Dengan kata lain, ia ingin menunjukkan ia bisa beriman kepada Tuhan yang tidak senantiasa adil. Tanpa Tuhan yang demikian sekalipun, toh manusia tetap bisa jadi saksi dan pelaku kebaikan — tetap bisa mengalami keadilan sebagai “ruh” yang tak pernah jera membayangi dan menyeru, dalam sejarah yang fana.
Tapi ini tak ringan dijinjing. Di zaman modern, penjelasan-penjelasan berubah, bahkan sejak masa Shakespere di abad 16, ketika wabah datang berkali-kali. Salah satu tokoh dalam lakon “All’s Well That Ends Well” berkata: “Kini dikatakan, mukjizat telah berlalu; kini kita punya orang-orang yang berfilsafat, untuk membuat hal-hal yang supranatural dan tanpa sebab menjadi sesuatu yang modern dan biasa saja.”
Ada yang didapat di masa modern itu, tapi juga ada yang hilang.

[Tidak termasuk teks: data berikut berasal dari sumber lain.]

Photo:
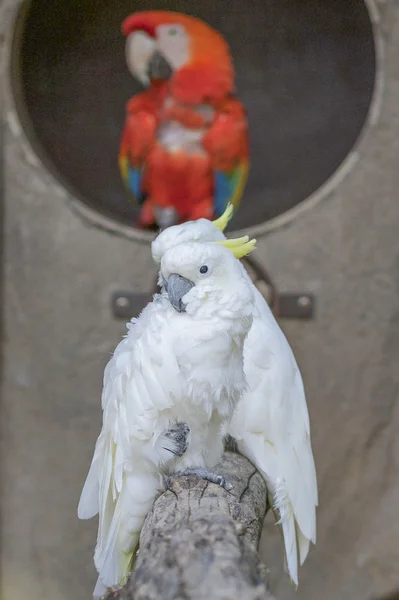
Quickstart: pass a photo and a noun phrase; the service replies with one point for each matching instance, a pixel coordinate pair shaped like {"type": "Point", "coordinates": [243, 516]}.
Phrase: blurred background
{"type": "Point", "coordinates": [320, 81]}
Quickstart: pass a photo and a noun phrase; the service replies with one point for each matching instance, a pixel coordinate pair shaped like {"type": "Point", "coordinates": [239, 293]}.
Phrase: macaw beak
{"type": "Point", "coordinates": [144, 60]}
{"type": "Point", "coordinates": [177, 287]}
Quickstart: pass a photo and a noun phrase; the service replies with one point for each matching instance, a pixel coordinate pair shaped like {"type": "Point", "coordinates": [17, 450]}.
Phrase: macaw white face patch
{"type": "Point", "coordinates": [139, 49]}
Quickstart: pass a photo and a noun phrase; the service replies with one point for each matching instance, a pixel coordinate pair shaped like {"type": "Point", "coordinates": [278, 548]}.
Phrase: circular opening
{"type": "Point", "coordinates": [305, 72]}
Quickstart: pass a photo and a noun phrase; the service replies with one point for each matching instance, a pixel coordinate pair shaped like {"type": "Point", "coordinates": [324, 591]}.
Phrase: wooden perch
{"type": "Point", "coordinates": [199, 542]}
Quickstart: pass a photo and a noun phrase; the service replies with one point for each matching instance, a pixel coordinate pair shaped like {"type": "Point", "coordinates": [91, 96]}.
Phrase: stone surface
{"type": "Point", "coordinates": [59, 272]}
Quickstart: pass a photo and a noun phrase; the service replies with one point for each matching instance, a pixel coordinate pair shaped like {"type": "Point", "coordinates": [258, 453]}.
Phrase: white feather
{"type": "Point", "coordinates": [169, 367]}
{"type": "Point", "coordinates": [271, 422]}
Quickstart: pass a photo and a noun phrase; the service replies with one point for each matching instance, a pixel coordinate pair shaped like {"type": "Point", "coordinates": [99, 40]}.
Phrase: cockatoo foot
{"type": "Point", "coordinates": [207, 475]}
{"type": "Point", "coordinates": [178, 435]}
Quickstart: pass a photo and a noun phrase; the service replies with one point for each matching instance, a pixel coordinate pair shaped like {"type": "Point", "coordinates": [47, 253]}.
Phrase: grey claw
{"type": "Point", "coordinates": [208, 476]}
{"type": "Point", "coordinates": [178, 434]}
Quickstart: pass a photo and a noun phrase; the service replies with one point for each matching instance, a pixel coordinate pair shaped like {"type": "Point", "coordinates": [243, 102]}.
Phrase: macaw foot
{"type": "Point", "coordinates": [204, 474]}
{"type": "Point", "coordinates": [177, 436]}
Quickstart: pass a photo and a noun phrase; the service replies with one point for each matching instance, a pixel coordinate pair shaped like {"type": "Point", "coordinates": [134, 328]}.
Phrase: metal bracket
{"type": "Point", "coordinates": [127, 304]}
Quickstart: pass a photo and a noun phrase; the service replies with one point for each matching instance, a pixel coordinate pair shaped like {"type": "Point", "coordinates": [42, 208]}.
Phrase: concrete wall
{"type": "Point", "coordinates": [59, 272]}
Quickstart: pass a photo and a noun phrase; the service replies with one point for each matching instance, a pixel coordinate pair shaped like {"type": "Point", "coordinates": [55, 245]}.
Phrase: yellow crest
{"type": "Point", "coordinates": [239, 247]}
{"type": "Point", "coordinates": [222, 222]}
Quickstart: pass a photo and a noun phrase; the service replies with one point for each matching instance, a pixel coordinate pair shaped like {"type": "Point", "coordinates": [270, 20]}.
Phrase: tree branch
{"type": "Point", "coordinates": [199, 542]}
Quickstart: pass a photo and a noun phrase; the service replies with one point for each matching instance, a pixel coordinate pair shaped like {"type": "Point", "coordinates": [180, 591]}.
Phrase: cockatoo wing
{"type": "Point", "coordinates": [140, 380]}
{"type": "Point", "coordinates": [271, 426]}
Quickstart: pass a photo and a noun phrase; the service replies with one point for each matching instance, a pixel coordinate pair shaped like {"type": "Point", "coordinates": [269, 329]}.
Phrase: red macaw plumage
{"type": "Point", "coordinates": [184, 148]}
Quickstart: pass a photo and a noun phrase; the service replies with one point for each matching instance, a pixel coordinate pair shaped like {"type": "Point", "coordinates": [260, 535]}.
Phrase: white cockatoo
{"type": "Point", "coordinates": [170, 386]}
{"type": "Point", "coordinates": [271, 422]}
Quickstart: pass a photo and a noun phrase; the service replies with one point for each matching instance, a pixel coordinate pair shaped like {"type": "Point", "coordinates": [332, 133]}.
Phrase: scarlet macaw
{"type": "Point", "coordinates": [184, 148]}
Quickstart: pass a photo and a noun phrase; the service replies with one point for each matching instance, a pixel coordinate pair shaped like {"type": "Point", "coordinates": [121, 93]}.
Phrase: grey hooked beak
{"type": "Point", "coordinates": [177, 288]}
{"type": "Point", "coordinates": [158, 67]}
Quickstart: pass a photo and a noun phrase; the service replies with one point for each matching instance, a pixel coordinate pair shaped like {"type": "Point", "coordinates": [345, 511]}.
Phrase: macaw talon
{"type": "Point", "coordinates": [207, 475]}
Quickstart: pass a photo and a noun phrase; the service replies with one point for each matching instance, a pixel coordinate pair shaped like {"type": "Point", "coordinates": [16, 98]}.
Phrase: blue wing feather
{"type": "Point", "coordinates": [228, 187]}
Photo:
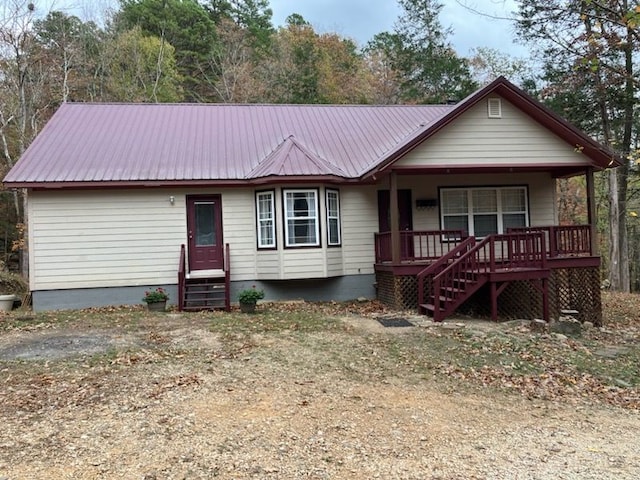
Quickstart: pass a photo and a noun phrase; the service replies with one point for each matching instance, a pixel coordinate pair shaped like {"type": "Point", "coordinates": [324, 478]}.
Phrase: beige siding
{"type": "Point", "coordinates": [359, 223]}
{"type": "Point", "coordinates": [239, 230]}
{"type": "Point", "coordinates": [476, 139]}
{"type": "Point", "coordinates": [103, 239]}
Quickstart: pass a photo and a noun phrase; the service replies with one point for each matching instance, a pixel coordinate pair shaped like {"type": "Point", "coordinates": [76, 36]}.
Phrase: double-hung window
{"type": "Point", "coordinates": [265, 208]}
{"type": "Point", "coordinates": [483, 211]}
{"type": "Point", "coordinates": [333, 217]}
{"type": "Point", "coordinates": [302, 227]}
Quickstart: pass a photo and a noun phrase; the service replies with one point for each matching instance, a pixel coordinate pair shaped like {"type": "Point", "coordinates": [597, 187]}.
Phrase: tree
{"type": "Point", "coordinates": [380, 56]}
{"type": "Point", "coordinates": [487, 64]}
{"type": "Point", "coordinates": [142, 69]}
{"type": "Point", "coordinates": [71, 48]}
{"type": "Point", "coordinates": [184, 24]}
{"type": "Point", "coordinates": [430, 69]}
{"type": "Point", "coordinates": [589, 48]}
{"type": "Point", "coordinates": [306, 67]}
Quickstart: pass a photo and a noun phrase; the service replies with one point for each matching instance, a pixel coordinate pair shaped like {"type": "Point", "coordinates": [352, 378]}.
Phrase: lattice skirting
{"type": "Point", "coordinates": [569, 289]}
{"type": "Point", "coordinates": [397, 291]}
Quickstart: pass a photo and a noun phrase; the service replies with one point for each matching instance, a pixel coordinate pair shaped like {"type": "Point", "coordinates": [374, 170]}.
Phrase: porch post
{"type": "Point", "coordinates": [395, 218]}
{"type": "Point", "coordinates": [591, 210]}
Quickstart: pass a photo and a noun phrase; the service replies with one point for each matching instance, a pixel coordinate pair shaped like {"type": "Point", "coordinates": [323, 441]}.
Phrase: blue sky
{"type": "Point", "coordinates": [362, 19]}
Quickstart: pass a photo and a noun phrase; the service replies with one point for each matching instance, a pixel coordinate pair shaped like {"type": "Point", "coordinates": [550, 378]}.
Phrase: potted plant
{"type": "Point", "coordinates": [248, 299]}
{"type": "Point", "coordinates": [156, 300]}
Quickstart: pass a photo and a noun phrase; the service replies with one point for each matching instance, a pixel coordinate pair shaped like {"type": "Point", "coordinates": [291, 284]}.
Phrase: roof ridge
{"type": "Point", "coordinates": [274, 161]}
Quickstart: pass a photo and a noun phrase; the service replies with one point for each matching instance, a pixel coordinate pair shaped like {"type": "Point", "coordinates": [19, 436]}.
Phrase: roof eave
{"type": "Point", "coordinates": [43, 185]}
{"type": "Point", "coordinates": [601, 156]}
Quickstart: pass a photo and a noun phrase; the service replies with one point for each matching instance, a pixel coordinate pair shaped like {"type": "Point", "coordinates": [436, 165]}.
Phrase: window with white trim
{"type": "Point", "coordinates": [333, 217]}
{"type": "Point", "coordinates": [265, 208]}
{"type": "Point", "coordinates": [302, 227]}
{"type": "Point", "coordinates": [485, 210]}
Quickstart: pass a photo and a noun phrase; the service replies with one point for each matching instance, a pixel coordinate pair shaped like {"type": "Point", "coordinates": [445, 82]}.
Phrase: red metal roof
{"type": "Point", "coordinates": [88, 144]}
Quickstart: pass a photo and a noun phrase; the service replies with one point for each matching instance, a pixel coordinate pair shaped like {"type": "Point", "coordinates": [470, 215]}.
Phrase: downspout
{"type": "Point", "coordinates": [592, 218]}
{"type": "Point", "coordinates": [395, 218]}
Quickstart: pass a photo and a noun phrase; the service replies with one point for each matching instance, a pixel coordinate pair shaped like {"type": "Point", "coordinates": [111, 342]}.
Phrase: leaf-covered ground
{"type": "Point", "coordinates": [316, 391]}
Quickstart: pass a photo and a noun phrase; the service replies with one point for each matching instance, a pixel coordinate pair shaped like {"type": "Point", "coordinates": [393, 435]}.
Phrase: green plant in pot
{"type": "Point", "coordinates": [248, 299]}
{"type": "Point", "coordinates": [156, 300]}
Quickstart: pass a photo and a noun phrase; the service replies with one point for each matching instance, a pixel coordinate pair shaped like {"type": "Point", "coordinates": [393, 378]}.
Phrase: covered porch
{"type": "Point", "coordinates": [529, 271]}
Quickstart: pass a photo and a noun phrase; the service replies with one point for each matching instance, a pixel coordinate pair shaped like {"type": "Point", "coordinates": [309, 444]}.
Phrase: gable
{"type": "Point", "coordinates": [482, 137]}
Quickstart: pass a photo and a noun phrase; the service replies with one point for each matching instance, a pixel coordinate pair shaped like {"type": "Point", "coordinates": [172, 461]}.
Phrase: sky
{"type": "Point", "coordinates": [362, 19]}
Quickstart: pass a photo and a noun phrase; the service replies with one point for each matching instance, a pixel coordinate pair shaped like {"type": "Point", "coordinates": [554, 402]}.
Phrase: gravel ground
{"type": "Point", "coordinates": [187, 404]}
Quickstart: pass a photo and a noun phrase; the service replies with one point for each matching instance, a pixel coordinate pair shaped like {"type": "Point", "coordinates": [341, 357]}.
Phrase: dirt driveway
{"type": "Point", "coordinates": [169, 398]}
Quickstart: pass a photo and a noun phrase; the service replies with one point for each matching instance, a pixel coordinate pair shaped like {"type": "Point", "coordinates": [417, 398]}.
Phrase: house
{"type": "Point", "coordinates": [424, 206]}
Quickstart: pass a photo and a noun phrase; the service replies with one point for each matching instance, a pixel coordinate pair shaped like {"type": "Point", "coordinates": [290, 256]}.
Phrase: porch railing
{"type": "Point", "coordinates": [494, 253]}
{"type": "Point", "coordinates": [563, 240]}
{"type": "Point", "coordinates": [417, 245]}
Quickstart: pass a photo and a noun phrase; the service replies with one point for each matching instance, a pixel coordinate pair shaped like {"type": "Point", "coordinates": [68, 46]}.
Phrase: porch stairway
{"type": "Point", "coordinates": [498, 260]}
{"type": "Point", "coordinates": [204, 289]}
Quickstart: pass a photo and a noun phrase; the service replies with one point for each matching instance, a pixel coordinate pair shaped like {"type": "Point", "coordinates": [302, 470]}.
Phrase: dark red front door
{"type": "Point", "coordinates": [204, 224]}
{"type": "Point", "coordinates": [405, 218]}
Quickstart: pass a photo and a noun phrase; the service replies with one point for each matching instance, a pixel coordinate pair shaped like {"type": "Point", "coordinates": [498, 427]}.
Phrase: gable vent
{"type": "Point", "coordinates": [494, 108]}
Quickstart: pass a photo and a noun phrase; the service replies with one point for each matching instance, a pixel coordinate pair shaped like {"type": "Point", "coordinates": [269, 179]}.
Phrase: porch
{"type": "Point", "coordinates": [528, 272]}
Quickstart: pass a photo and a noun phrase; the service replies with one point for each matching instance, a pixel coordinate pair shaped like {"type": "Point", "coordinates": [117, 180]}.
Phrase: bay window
{"type": "Point", "coordinates": [302, 227]}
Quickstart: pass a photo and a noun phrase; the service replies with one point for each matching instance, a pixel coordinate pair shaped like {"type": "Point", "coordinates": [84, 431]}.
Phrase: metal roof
{"type": "Point", "coordinates": [85, 142]}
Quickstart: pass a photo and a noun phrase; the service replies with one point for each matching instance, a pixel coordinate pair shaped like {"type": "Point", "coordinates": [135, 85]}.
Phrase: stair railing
{"type": "Point", "coordinates": [227, 278]}
{"type": "Point", "coordinates": [439, 265]}
{"type": "Point", "coordinates": [466, 274]}
{"type": "Point", "coordinates": [182, 275]}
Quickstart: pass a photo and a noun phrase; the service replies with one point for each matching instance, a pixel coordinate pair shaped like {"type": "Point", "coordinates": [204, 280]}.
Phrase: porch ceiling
{"type": "Point", "coordinates": [556, 170]}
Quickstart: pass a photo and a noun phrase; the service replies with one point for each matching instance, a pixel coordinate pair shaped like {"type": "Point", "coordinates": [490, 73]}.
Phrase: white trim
{"type": "Point", "coordinates": [494, 107]}
{"type": "Point", "coordinates": [312, 218]}
{"type": "Point", "coordinates": [335, 217]}
{"type": "Point", "coordinates": [260, 220]}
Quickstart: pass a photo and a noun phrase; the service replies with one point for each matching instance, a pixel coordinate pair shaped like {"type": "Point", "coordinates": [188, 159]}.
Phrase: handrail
{"type": "Point", "coordinates": [440, 264]}
{"type": "Point", "coordinates": [182, 274]}
{"type": "Point", "coordinates": [523, 250]}
{"type": "Point", "coordinates": [417, 245]}
{"type": "Point", "coordinates": [564, 240]}
{"type": "Point", "coordinates": [227, 278]}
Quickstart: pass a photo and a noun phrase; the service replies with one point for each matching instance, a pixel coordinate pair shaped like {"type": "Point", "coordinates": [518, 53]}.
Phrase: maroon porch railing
{"type": "Point", "coordinates": [418, 245]}
{"type": "Point", "coordinates": [438, 266]}
{"type": "Point", "coordinates": [182, 277]}
{"type": "Point", "coordinates": [564, 240]}
{"type": "Point", "coordinates": [506, 252]}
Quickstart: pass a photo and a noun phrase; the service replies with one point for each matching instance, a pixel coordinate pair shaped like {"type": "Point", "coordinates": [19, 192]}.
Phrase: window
{"type": "Point", "coordinates": [483, 211]}
{"type": "Point", "coordinates": [333, 217]}
{"type": "Point", "coordinates": [301, 218]}
{"type": "Point", "coordinates": [265, 208]}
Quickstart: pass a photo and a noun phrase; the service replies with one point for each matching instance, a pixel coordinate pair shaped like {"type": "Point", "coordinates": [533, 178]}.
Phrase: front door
{"type": "Point", "coordinates": [405, 217]}
{"type": "Point", "coordinates": [204, 225]}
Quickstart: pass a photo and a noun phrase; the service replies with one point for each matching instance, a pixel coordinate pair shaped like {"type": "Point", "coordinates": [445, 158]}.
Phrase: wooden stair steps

Kita tak menyerah ke sebuah ketakutan yang tak kita pahami, tapi dengan itu “kita meremehkan rasa ngeri, berlindung dalam sesuatu yang seakan-akan pengetahuan”, ensconcing ourselves into seeming knowledge.
Kata “seakan-akan” di sana terasa ngilu, atau lucu, atau jujur.